What can I do to automate such tedious proofs that involve computation with my count function?
This is typically the kind of cases where you are better off proving things by reflection. See how things go smoothly (of course I modified a bit your example to avoid all these axioms):
Require Import List.
Import ListNotations.
Fixpoint count {T : Type} (p : T -> bool) (l : list T) :=
match l with
| [] => 0
| h :: t => if p h then S (count p t) else (count p t)
end.
Inductive T := a | b | c.
Definition q x :=
match x with
| a => true
| b => true
| c => false
end.
Lemma example: (count q [a; b; c]) = 2.
Proof.
reflexivity.
Qed.
I realize that your definition of count was taking a propositional predicate on type T (but with the assumption that all predicates on type T are decidable) and instead I propose to define count to take a boolean predicate. But you may realize that having a decidable propositional predicate or having a boolean predicate is actually equivalent.
E.g. from your axioms, I can define a function which transform any propositional predicate into a boolean one:
Parameter T : Type.
Parameter dec: forall (p: T -> Prop) (w: T), {p w} + {~ (p w)}.
Definition prop_to_bool_predicate (p : T -> Prop) (x : T) : bool :=
if dec p x then true else false.
Of course, because there are axioms involved in your example, it won't actually be possible to compute with the boolean predicate. But I'm assuming that you put all these axioms for the purpose of the example and that your actual application doesn't have them.
Answer to your comment
As I told you, as soon as you have defined some function in terms of an axiom (or of a Parameter since this is the same thing), there is no way you can compute with it anymore.
However, here is a solution where the decidability of propositional predicate p is a lemma instead. I ended the proof of the lemma with Defined instead of Qed to allow computing with it (otherwise, it wouldn't be any better than an axiom). As you can see I also redefined the count function to take a predicate and a proof of its decidability. The proof by reflection still works in that case. There is no bool but it is strictly equivalent.
Require Import List.
Import ListNotations.
Fixpoint count {T : Type}
(p : T -> Prop) (dec : forall (w: T), {p w} + {~ (p w)}) (l : list T) :=
match l with
| [] => 0
| h :: t => if dec h then S (count p dec t) else (count p dec t)
end.
Inductive T := a | b | c.
Definition p x := match x with | a => True | b => True | c => False end.

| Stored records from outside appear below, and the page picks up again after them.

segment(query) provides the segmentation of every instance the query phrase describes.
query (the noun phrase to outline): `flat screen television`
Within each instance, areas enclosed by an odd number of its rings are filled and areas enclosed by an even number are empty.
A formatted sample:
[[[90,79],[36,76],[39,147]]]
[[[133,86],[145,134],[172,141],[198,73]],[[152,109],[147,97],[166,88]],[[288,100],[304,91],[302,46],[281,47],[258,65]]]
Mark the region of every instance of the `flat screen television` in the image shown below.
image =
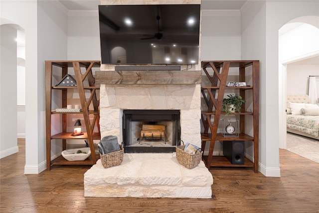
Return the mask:
[[[200,4],[100,5],[102,64],[198,63]]]

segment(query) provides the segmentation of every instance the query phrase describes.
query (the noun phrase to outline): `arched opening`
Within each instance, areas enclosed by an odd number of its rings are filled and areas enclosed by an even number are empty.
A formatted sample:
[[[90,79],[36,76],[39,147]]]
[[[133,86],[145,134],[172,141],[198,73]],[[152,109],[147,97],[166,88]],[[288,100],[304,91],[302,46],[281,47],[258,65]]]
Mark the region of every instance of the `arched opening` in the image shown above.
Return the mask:
[[[1,18],[1,156],[18,151],[18,138],[25,138],[24,30]]]
[[[287,121],[285,113],[287,95],[291,92],[307,94],[307,79],[306,72],[303,76],[296,77],[295,89],[299,90],[287,91],[287,79],[291,82],[291,76],[287,68],[293,63],[301,63],[305,60],[319,60],[319,25],[318,16],[303,16],[292,19],[284,25],[279,31],[279,148],[287,148]],[[302,70],[301,70],[301,72]],[[292,74],[292,73],[290,73]],[[298,83],[299,82],[299,83]],[[289,84],[288,88],[290,87]]]

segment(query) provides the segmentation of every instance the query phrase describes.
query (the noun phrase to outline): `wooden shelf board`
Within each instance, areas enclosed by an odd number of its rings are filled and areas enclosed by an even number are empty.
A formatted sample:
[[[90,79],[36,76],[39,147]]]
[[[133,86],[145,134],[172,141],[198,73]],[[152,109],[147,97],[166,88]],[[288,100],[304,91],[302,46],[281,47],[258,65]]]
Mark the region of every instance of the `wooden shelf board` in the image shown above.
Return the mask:
[[[85,86],[83,87],[84,89],[100,89],[99,86]],[[77,89],[77,86],[52,86],[52,89]]]
[[[205,115],[215,115],[216,114],[216,112],[215,111],[208,112],[207,111],[202,111],[201,114]],[[220,113],[220,114],[221,115],[226,115],[226,112],[222,111]],[[228,114],[229,115],[253,115],[253,114],[254,114],[254,113],[253,112],[248,112],[247,111],[245,111],[244,112],[232,112]],[[226,119],[227,118],[225,118]]]
[[[211,134],[201,134],[202,141],[210,141]],[[221,133],[218,133],[216,135],[216,141],[254,141],[254,137],[246,134],[241,133],[239,137],[224,137]]]
[[[202,61],[201,67],[203,68],[211,67],[210,63],[214,64],[216,67],[222,67],[224,62],[229,62],[230,67],[240,67],[241,66],[247,67],[252,65],[254,62],[257,62],[258,60],[225,60],[225,61]]]
[[[203,86],[201,88],[202,89],[219,89],[220,87],[219,86]],[[225,86],[225,89],[253,89],[253,87],[252,86]]]
[[[99,159],[100,155],[96,155],[97,161]],[[89,156],[84,161],[69,161],[61,155],[51,161],[51,164],[52,165],[93,165],[95,164],[95,163],[93,163],[91,156]]]
[[[100,112],[98,111],[89,110],[88,111],[89,115],[98,115],[100,114]],[[51,111],[52,114],[83,114],[83,112],[56,112],[55,109],[52,110]]]
[[[61,132],[56,135],[51,136],[51,139],[87,139],[88,135],[86,132],[84,132],[83,135],[77,136],[72,136],[72,132]],[[92,134],[93,140],[101,140],[101,135],[98,132],[94,132]]]
[[[45,62],[51,62],[54,66],[60,67],[73,67],[73,64],[72,62],[79,62],[80,66],[81,67],[86,67],[89,66],[91,62],[94,62],[93,67],[101,67],[100,61],[45,61]]]
[[[208,156],[203,156],[203,160],[205,164],[207,162]],[[245,157],[245,164],[237,165],[232,164],[225,156],[213,156],[211,163],[210,163],[211,167],[254,167],[254,163],[250,161],[248,158]]]

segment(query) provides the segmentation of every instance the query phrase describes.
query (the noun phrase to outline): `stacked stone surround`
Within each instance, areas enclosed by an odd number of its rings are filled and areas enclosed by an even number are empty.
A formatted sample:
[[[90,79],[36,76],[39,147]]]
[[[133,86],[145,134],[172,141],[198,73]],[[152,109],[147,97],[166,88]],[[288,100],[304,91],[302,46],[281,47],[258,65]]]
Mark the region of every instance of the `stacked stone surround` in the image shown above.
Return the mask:
[[[200,84],[101,85],[101,137],[122,140],[124,109],[179,110],[181,139],[197,146],[200,138]]]

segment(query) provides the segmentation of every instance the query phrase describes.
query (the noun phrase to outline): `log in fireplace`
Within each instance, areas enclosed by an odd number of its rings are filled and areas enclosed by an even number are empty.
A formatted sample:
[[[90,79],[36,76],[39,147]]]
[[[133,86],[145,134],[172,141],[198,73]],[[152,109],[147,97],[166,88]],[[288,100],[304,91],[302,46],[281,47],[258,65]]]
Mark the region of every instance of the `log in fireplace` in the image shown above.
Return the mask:
[[[125,152],[172,153],[180,140],[178,110],[123,110]]]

Lemma dec_p: forall (w: T), {p w} + {~ (p w)}.
Proof.
intros []; simpl; auto.
Defined.
Lemma example2: (count p dec_p [a; b; c]) = 2. Proof. reflexivity. Qed.
Let's create our custom hint database and add your axioms there:
Hint Resolve Aa : axiom_db.
Hint Resolve Ab : axiom_db.
Hint Resolve Ac : axiom_db.
Now, the firstorder tactic can make use of the hint database:
Lemma example: count q (cons a (cons b (cons c nil))) = 2.
Proof.
unfold count.
destruct (dec q a), (dec q b), (dec q c); firstorder with axiom_db.
Qed.
We can automate our solution using the following piece of Ltac:
Ltac solve_the_probem :=
match goal with
|- context [if dec ?q ?x then _ else _] =>
destruct (dec q x);
firstorder with axioms_db;
solve_the_probem
end.
Then, unfold count; solve_the_probem. will be able to prove the lemma.